Under the circumstances presented here, some courts have sua sponte substituted the United States as a defendant. See, eg. Sereseroz, 2014 WL 5297375, at *2 (noting that where pro se plaintiffs named a federal agency rather than the United States under the FTCA, some courts have “added the United States as a defendant sua sponte, rather than dismiss pro se FTCA litigation” and citing cases in support). The undersigned finds, however, that such remedy is not appropriate here because Jackson did not respond to the VA's Motion to Dismiss, thereby raising the question as to whether Jackson wishes to continue prosecuting this case.
IV. Recommendation
For the foregoing reasons, the undersigned recommends that the United States District Judge GRANT the Motion to Dismiss under Rule 12(b)(1) and dismiss without prejudice Jackson's FTCA claims against the VA for lack of subject matter jurisdiction.
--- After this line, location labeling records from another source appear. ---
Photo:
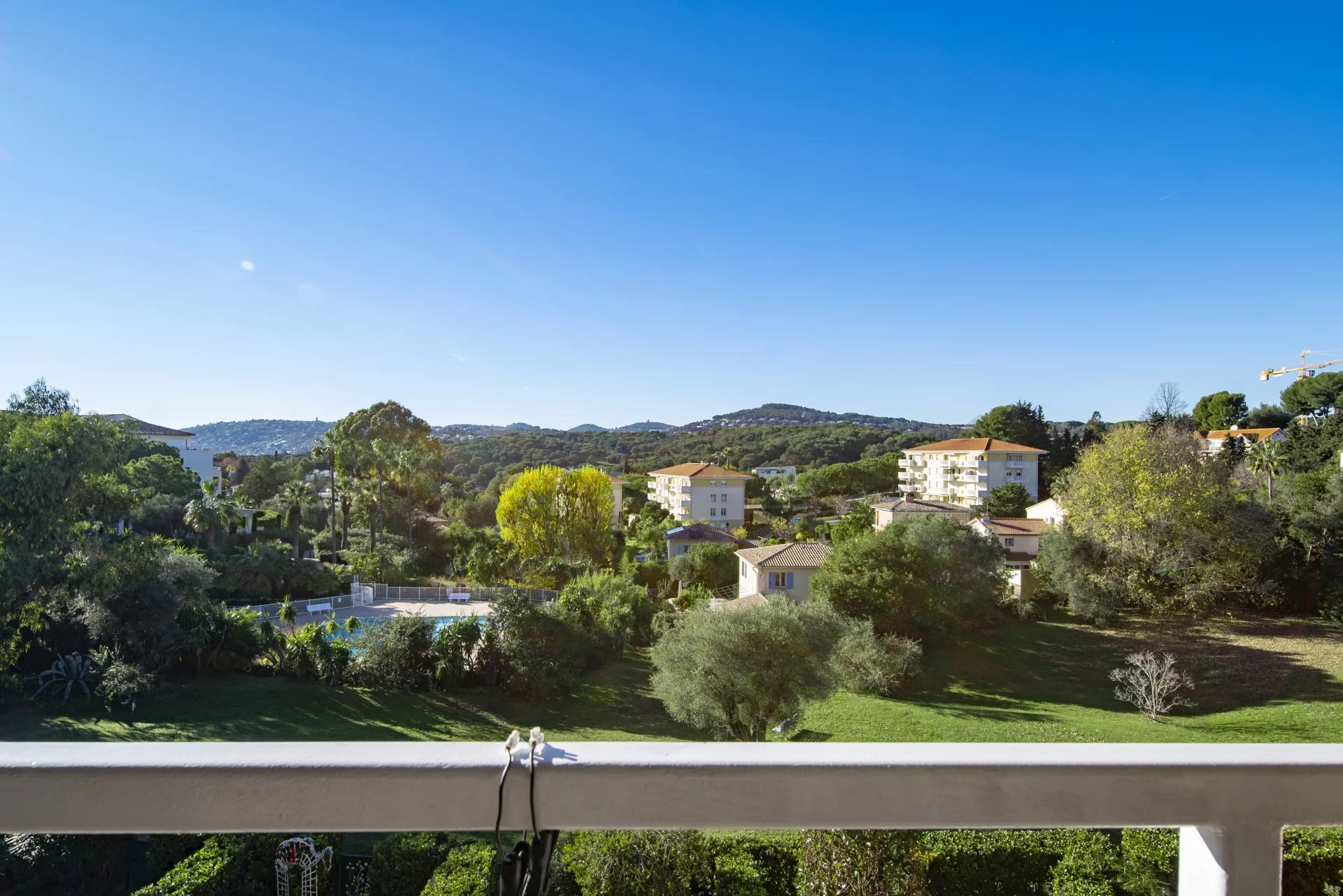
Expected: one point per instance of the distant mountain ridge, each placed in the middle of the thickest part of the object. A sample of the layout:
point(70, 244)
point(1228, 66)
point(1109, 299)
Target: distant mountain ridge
point(299, 437)
point(776, 414)
point(260, 437)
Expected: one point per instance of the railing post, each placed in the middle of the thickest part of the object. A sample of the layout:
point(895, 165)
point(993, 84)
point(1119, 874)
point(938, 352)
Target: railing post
point(1242, 860)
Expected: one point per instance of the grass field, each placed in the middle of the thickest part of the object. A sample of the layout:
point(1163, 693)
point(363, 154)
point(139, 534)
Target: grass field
point(1260, 678)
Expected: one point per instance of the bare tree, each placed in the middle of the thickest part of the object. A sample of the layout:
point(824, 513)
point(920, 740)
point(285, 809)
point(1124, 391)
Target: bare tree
point(1151, 683)
point(1166, 405)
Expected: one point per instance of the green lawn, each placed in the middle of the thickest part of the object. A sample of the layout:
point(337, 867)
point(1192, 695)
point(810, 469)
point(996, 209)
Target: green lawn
point(1260, 678)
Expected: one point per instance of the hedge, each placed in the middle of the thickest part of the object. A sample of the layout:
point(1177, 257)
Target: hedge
point(403, 862)
point(236, 865)
point(468, 871)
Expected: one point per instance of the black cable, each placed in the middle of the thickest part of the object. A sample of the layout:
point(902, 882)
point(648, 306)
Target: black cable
point(499, 816)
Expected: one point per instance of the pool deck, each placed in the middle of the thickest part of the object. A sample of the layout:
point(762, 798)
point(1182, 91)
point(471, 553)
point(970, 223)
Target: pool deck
point(415, 609)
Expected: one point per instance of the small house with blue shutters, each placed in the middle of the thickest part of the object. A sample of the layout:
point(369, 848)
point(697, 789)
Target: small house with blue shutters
point(781, 569)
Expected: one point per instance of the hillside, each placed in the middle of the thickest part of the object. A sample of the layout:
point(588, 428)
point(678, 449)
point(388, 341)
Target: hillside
point(646, 426)
point(775, 414)
point(260, 437)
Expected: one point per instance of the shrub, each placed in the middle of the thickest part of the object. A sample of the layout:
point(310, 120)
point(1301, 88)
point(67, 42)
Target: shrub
point(539, 652)
point(868, 662)
point(236, 865)
point(62, 864)
point(403, 862)
point(468, 871)
point(395, 653)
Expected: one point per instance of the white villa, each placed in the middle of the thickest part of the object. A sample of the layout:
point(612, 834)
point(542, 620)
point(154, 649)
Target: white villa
point(199, 461)
point(1213, 441)
point(779, 569)
point(704, 492)
point(1051, 511)
point(965, 471)
point(1020, 541)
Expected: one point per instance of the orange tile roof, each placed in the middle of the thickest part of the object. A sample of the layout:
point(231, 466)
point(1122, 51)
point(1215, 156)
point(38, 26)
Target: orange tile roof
point(1010, 525)
point(697, 471)
point(798, 554)
point(975, 445)
point(1260, 433)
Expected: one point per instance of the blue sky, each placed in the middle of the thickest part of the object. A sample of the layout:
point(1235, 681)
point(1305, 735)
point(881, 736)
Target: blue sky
point(606, 213)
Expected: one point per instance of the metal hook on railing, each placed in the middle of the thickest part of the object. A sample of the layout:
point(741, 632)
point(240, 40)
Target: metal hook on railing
point(525, 869)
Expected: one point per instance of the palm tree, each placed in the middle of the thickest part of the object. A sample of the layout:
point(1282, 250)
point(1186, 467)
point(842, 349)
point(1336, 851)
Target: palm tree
point(327, 446)
point(211, 513)
point(293, 497)
point(1267, 458)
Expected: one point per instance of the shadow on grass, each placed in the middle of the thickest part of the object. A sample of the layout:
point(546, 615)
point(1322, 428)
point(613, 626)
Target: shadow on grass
point(1236, 664)
point(614, 699)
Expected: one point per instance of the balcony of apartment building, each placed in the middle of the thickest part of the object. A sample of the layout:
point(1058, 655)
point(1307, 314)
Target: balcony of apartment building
point(1229, 801)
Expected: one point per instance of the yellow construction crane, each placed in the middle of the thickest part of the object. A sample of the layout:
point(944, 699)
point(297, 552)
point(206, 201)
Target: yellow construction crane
point(1303, 370)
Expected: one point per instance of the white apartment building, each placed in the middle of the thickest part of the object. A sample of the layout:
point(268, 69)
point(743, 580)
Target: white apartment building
point(965, 471)
point(199, 461)
point(702, 492)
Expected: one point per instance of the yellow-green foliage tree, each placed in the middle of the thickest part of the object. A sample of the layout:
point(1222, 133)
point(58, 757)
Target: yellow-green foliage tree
point(563, 515)
point(1159, 528)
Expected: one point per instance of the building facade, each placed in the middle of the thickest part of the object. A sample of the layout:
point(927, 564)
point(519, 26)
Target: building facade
point(965, 471)
point(702, 492)
point(781, 569)
point(199, 461)
point(1211, 442)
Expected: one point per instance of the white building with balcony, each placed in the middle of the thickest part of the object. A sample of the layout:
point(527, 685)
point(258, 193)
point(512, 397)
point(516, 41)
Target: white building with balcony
point(965, 471)
point(702, 492)
point(199, 461)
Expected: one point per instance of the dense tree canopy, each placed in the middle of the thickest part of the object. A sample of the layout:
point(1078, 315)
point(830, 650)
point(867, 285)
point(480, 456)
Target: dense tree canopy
point(919, 578)
point(554, 513)
point(1315, 395)
point(1023, 423)
point(1169, 527)
point(1221, 411)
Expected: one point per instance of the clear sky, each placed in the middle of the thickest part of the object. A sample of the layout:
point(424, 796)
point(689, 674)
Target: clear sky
point(566, 213)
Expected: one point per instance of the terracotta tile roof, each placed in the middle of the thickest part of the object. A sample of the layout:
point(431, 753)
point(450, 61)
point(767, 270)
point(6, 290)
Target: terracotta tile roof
point(800, 555)
point(915, 506)
point(141, 426)
point(1009, 527)
point(703, 532)
point(746, 602)
point(1260, 434)
point(976, 445)
point(702, 471)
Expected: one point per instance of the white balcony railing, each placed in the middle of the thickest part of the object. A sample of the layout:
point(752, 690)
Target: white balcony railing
point(1230, 801)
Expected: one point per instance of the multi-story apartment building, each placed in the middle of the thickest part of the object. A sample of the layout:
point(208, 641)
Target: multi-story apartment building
point(965, 471)
point(702, 492)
The undersigned further recommends that the United States District Judge permit Jackson an opportunity to amend his Complaint within fourteen days from any order adopting these findings, conclusions, and recommendation (FCR) to address the deficiency addressed by the VA and in this FCR. Should Jackson fail to file an amended complaint within that time period, the undersigned recommends that the United States District Judge enter judgment dismissing this case without prejudice for lack of subject matter jurisdiction.
V, Right to Object
A copy of these findings, conclusions, and recommendation shall be served on all parties in the manner provided by law. Any party who objects to any pail of these findings, conclusions, and recommendation must file specific written objections within fourteen days after being served with a copy. See 28 U.S.C. § 636(b)(1) (2016); Fed.R.Civ.P. 72(b). To be specific, an objection must Identify the specific finding, conclusion, or recommendation to which objection is made, state the basis for the objection, and specify the place in the magistrate judge's Findings, Conclusions, and Recommendation where the disputed determination is found. An objection that merely incorporates by reference or refers to the briefing before the magistrate judge is not specific. Failure to file specific written objections will bar the aggrieved party from appealing the factual findings and legal conclusions of the magistrate judge that are accepted or adopted by the district court, except upon grounds of plain error. See Douglass v. United Servs. Auto. Ass ‘n, 79 F.3d 1415, 1417 (5th Cir. 1996).